Оно противостоит бунту, т.к. предполагает согласие. Бунт - осознание смерти
и ее неприятие. Такой бунт придает жизни ценность. Реализующееся в нем
сознание смерти, утверждающее отсутствия завтрашнего дня, открывает дорогу
к абсурдной свободе, которая разрушает все иллюзии человеческого понимания
свободы. Возврат к отчетливому сознанию и бегство от повседневного сна -
первые предпосылки абсурдной свободы, кот. есть свобода мысли и действия
без надежды. Смерть и абсурд являются единственными принципами разумной
свободы. Эта свобода открывается безразличием к будущему и страстью
испытать все, что возможно. Качественное понятие опыта заменяется
количеством - не прожить жизнь как можно лучше, а пережить как можно
больше. Здесь нет места ценностным суждениям.

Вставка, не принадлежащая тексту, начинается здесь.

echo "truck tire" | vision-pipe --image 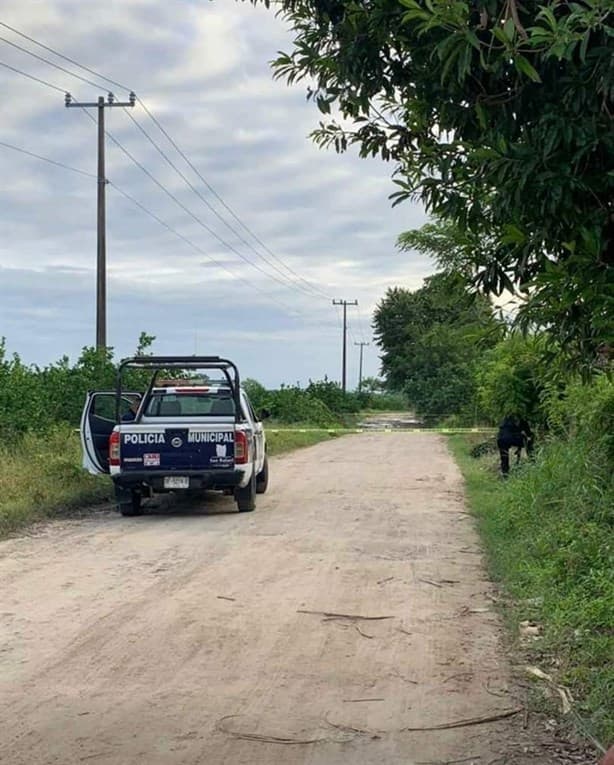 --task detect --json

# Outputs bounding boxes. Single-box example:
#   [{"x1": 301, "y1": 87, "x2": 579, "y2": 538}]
[
  {"x1": 115, "y1": 489, "x2": 143, "y2": 518},
  {"x1": 256, "y1": 454, "x2": 269, "y2": 494},
  {"x1": 235, "y1": 468, "x2": 256, "y2": 513}
]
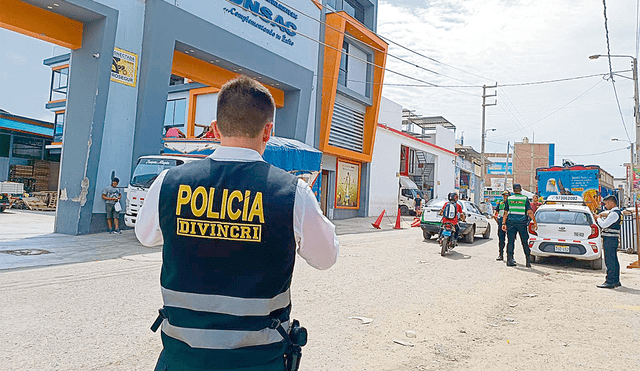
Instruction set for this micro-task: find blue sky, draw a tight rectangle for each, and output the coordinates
[0,0,637,176]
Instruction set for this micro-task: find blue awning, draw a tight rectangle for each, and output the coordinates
[262,137,322,171]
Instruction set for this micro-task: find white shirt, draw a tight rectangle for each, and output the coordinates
[597,207,620,229]
[135,147,339,270]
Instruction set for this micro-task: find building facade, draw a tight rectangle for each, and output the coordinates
[0,0,387,234]
[485,138,555,193]
[369,98,457,216]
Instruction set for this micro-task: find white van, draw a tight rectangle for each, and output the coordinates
[398,175,424,215]
[124,155,201,227]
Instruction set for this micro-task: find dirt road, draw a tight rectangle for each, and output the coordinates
[0,228,640,371]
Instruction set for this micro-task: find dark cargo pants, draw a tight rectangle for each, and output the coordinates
[507,224,531,261]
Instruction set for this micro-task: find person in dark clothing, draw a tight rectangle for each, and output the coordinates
[502,184,538,268]
[135,77,339,371]
[597,195,622,289]
[493,191,511,260]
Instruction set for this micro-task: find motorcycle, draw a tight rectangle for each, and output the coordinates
[439,222,456,256]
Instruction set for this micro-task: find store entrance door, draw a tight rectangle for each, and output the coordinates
[320,170,329,216]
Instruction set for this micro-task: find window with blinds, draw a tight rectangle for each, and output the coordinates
[329,101,364,153]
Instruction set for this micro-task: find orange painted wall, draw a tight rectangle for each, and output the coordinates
[171,50,284,108]
[0,0,82,50]
[320,12,388,162]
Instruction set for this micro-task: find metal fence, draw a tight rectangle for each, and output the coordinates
[620,213,638,254]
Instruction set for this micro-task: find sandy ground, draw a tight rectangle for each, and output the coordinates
[0,228,640,371]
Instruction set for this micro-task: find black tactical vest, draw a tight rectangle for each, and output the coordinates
[159,158,297,369]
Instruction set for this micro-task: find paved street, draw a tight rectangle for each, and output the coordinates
[0,214,640,371]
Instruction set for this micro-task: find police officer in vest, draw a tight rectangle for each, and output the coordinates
[493,191,511,260]
[596,195,622,289]
[135,77,338,371]
[502,184,538,268]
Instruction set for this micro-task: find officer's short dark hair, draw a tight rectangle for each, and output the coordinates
[217,76,276,138]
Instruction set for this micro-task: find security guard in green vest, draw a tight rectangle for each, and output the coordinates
[502,184,538,268]
[135,77,339,371]
[493,191,511,260]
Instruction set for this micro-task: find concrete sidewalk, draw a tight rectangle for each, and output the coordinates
[0,210,413,270]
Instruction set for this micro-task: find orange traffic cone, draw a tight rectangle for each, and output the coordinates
[393,208,402,229]
[371,210,384,229]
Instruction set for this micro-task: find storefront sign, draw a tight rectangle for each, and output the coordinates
[223,0,298,46]
[627,166,640,192]
[335,159,360,209]
[487,162,513,175]
[111,48,138,87]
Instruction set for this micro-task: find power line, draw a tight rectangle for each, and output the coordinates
[495,80,604,137]
[378,70,632,88]
[602,0,631,142]
[556,146,630,157]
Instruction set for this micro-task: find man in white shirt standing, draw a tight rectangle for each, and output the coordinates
[597,195,622,289]
[135,77,339,371]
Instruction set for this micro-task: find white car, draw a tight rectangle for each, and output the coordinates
[529,195,602,269]
[420,199,491,243]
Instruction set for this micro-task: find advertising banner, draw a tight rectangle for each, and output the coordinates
[627,166,640,192]
[111,48,138,87]
[487,162,513,175]
[538,166,608,212]
[335,159,360,209]
[491,178,513,191]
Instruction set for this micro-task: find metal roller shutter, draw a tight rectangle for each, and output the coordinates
[329,102,364,153]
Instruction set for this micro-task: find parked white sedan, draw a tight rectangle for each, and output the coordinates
[420,199,491,243]
[529,196,602,269]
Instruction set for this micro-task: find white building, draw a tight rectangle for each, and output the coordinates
[369,97,457,216]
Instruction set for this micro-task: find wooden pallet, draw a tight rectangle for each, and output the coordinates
[22,196,55,211]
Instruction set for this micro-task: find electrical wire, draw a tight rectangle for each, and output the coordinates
[556,146,631,157]
[602,0,631,141]
[494,80,604,138]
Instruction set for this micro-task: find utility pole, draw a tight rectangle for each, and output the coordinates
[629,57,640,202]
[481,82,498,192]
[503,142,510,191]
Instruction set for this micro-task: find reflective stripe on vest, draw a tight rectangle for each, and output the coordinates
[162,319,289,349]
[498,201,505,219]
[508,194,527,215]
[158,159,298,369]
[161,287,291,316]
[602,210,622,237]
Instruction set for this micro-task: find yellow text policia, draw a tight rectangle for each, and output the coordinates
[176,184,265,242]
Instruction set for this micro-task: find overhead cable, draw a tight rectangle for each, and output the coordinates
[602,0,631,141]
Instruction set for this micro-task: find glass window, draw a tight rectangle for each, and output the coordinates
[164,98,187,131]
[338,42,349,86]
[49,67,69,100]
[13,136,43,160]
[53,111,65,142]
[169,75,184,86]
[0,133,11,157]
[536,210,591,225]
[342,0,364,24]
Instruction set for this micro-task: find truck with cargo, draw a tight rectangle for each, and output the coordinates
[536,165,614,212]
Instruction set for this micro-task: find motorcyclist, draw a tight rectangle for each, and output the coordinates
[438,192,466,244]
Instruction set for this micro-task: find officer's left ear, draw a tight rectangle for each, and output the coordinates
[262,122,273,143]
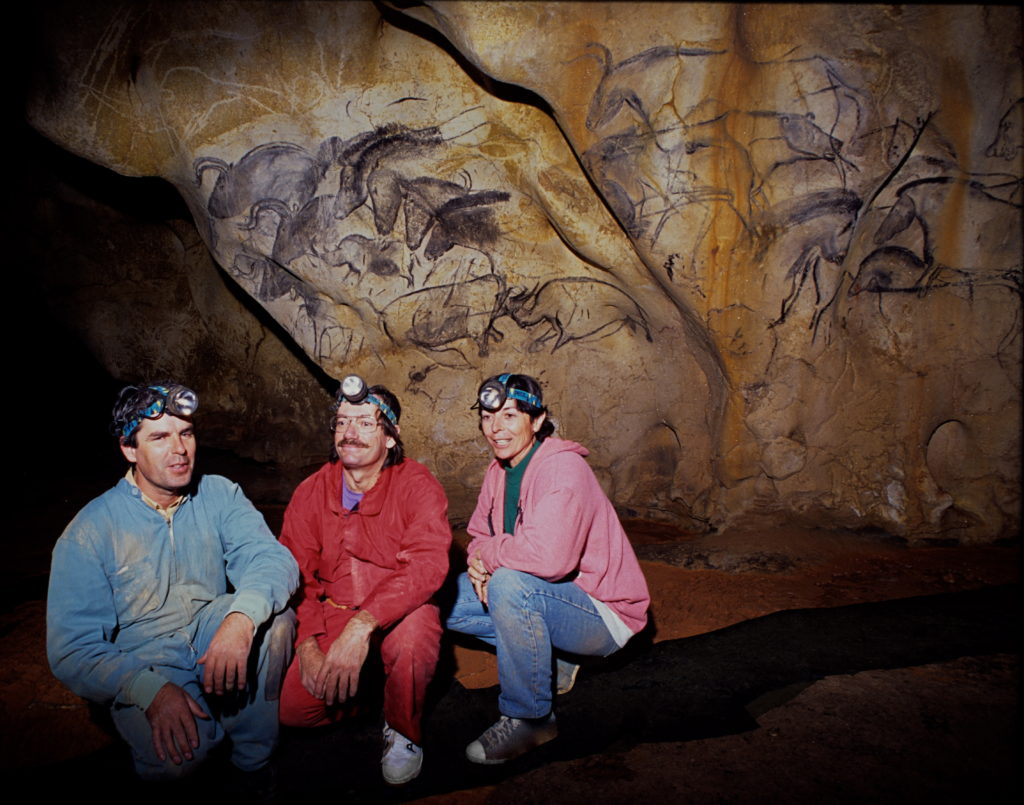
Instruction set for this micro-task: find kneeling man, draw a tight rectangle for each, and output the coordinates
[46,383,298,779]
[281,375,452,785]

Пережить как можно больше значит - противостоять миру как можно чаще,
на грани смерти и безумия, кот. придают опыту его интенсивность, поскольку
только они являются предельными границами опыта, очерчивая всю его
возможную область. Т.о. из абсурда исходят три следствия - бунт, свобода и
страсть, кот. единственно являются мерами абсурда.
Человек абсурда.
Человек абсурда - сама невинность. Он не приемлет морали не от Бога,
т.к. она - лишь способ оправдания, но и Бога для него нет. Но абсурд не
освобождает, а связывает. Говоря - “все позволено”, он лишь делает
равноценными последствия поступков, лишая какого-либо значения гордость или
угрызения совести. Человек абсурда полностью принимает на себя
ответственность за свои поступки, движимый стремлением исчерпать себя до
конца. Примеры:
Донжуанство. Дон Жуан как человек абсурда. Количественный опыт любви,
но со всей страстью и от всей души, кот. знает, что ее любовь преходяща. Он
беспечен, т.к. печали рождаются по неведению или из надежды. Но он знает и
не надеется. Он проживает сегодня, не уповая на будущее. Посюсторонняя
жизнь удовлетворяет его полностью, но он знает свои границы и свою
ответственность. А зная их, принимает вызов Командора, т.к. в этом его
честь.
Театральное представление. Актер если и не человек абсурда, то
служитель абсурдной судьбы. Вовлеченный в игру, он перевоплощается во
множество лиц, проживая их за отведенные им три часа. Он наделяет их своей
плотью и кровью, смывающими границу между его героями и им самим. Его
судьба - быть героем, множеством масок, жизней. Его время - его игра. То,
что он не сделал здесь и сейчас уже никогда не вернуть, и поэтому только
здесь и сейчас нечто имеет ценность. В своей игре он утверждает за
реальностью ее условность, кот. и есть реальность игры. В ней все должно
быть явленно, все раскрыто. Нет места ничему тайному. Проживая множество
жизней, он утверждает их и жизни как таковой преходящий характер, т.к.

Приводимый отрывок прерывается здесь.